DLAD-10 was developed to assist radiologists or physicians in routine clinical practice. The training data of DLAD-10 were curated by radiologists mostly without CT reference, intended to resemble radiologists' performance, resulting in reasonable output for the readers [28, 29]. Another strength of DLAD-10 is that it can localise most thoracic abnormalities with high accuracy. This characteristic of DLAD-10 can be further modified to make an end-to-end algorithm generating a preliminary radiology report from a radiograph, which may drastically reduce radiologists' workload. No previous deep learning algorithms have been capable of covering most clinically relevant abnormalities on chest radiographs with radiologist-level performance. Most previously reported deep learning algorithms for chest radiographs focused on specific tasks [5, 6, 9, 10], had insufficient coverage of abnormalities [7, 8] or showed limited detection performance compared with radiologists [12, 13].

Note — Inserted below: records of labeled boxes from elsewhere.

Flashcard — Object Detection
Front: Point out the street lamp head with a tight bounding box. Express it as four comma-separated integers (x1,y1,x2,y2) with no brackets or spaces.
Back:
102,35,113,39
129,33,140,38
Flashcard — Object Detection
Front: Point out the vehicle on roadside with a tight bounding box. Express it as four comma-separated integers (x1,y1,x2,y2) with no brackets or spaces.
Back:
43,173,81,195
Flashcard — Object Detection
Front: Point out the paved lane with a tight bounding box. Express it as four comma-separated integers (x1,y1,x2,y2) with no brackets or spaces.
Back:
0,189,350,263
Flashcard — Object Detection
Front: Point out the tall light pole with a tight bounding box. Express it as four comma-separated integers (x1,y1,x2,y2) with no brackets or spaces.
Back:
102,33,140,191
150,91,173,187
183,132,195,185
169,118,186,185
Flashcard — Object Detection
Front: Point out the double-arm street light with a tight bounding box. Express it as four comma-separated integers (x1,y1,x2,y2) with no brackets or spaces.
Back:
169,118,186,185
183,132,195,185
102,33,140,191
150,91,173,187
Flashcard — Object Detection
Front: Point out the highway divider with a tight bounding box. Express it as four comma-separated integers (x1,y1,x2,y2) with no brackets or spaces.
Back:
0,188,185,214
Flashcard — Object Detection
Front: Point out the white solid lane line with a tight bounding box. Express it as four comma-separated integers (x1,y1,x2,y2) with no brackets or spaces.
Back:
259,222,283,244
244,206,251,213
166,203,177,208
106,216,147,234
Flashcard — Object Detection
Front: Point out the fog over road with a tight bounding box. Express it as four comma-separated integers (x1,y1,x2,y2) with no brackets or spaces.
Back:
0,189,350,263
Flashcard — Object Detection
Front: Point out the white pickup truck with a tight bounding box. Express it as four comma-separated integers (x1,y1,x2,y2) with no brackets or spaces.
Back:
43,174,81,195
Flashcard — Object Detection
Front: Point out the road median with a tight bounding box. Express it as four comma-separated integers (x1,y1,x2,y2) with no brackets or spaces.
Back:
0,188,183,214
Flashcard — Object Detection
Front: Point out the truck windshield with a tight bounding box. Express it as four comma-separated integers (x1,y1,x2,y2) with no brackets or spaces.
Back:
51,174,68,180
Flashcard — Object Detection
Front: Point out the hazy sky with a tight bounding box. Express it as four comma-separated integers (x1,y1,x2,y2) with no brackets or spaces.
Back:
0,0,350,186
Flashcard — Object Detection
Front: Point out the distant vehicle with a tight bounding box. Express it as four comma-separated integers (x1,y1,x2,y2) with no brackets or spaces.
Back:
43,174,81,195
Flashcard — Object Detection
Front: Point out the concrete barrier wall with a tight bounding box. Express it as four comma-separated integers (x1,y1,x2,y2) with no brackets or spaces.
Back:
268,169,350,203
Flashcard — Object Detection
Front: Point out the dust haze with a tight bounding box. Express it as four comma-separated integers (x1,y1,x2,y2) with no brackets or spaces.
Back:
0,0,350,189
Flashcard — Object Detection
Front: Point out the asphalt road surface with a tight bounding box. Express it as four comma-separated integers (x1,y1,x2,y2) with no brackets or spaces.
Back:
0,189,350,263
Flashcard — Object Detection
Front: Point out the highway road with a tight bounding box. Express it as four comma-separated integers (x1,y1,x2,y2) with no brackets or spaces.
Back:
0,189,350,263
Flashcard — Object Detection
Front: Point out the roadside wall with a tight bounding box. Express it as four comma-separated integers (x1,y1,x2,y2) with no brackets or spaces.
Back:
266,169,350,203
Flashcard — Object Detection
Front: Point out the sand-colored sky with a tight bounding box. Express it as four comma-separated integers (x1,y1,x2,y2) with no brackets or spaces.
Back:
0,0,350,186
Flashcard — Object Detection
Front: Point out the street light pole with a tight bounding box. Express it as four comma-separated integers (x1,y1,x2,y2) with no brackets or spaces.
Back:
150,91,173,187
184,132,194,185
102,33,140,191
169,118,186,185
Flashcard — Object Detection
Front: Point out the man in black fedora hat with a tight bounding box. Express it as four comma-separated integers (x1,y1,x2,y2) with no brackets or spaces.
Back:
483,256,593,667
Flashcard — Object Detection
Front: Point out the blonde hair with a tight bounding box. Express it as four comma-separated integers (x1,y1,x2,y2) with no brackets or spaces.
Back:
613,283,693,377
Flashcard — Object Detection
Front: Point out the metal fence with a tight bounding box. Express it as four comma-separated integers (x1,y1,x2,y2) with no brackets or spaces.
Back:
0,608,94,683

In this study, we integrated DLAD-10 results into a PACS worklist and tested the potential of a deep learning algorithm as a prioritisation tool. We found that rearrangement of chest radiographs by DLAD-10 pre-analysis enabled earlier reporting of critical or urgent chest radiographs. Further prospective studies investigating the turnaround time are needed, but our study is meaningful as a pioneering report showing the potential role of a deep learning algorithm as a prioritisation tool.
There was a substantial difference in the radiologists' performance between the datasets. The detection rate of critical chest radiographs by the thoracic radiologists was 84.4% (152/180) in the external validation test SNUH dataset, while that in the simulated reading test for emergency department patients was 50.0% (4/8) (29.2% (7/24) for pooled six readers). This difference may reflect a discrepancy between an experimentally designed reader test and real clinical situations. The SNUH dataset included 31.6% (60/190) critical chest radiographs, while the simulated reading test dataset contained few critical chest radiographs (2.0% (4/202)). The higher performance gap between DLAD-10 and the radiologists in the simulated reading test suggests that DLAD-10 may have a clinical impact in real-world situations.
DLAD-10 showed lower specificity than the radiologists in both the external validation and simulated reading test. As the threshold values of DLAD-10 for critical and urgent abnormalities were selected to be sensitive, its specificity was inevitably lower than the radiologists. However, DLAD-10 assistance reduced the false-positive rate of the readers for nonurgent/normal cases (6.2% (54/876) versus 8.6% (75/876); p=0.03), probably because the false-positive results of DLAD-10 were easy to discard (e.g. misclassifying linear atelectasis as consolidation or fibrosis as a nodule).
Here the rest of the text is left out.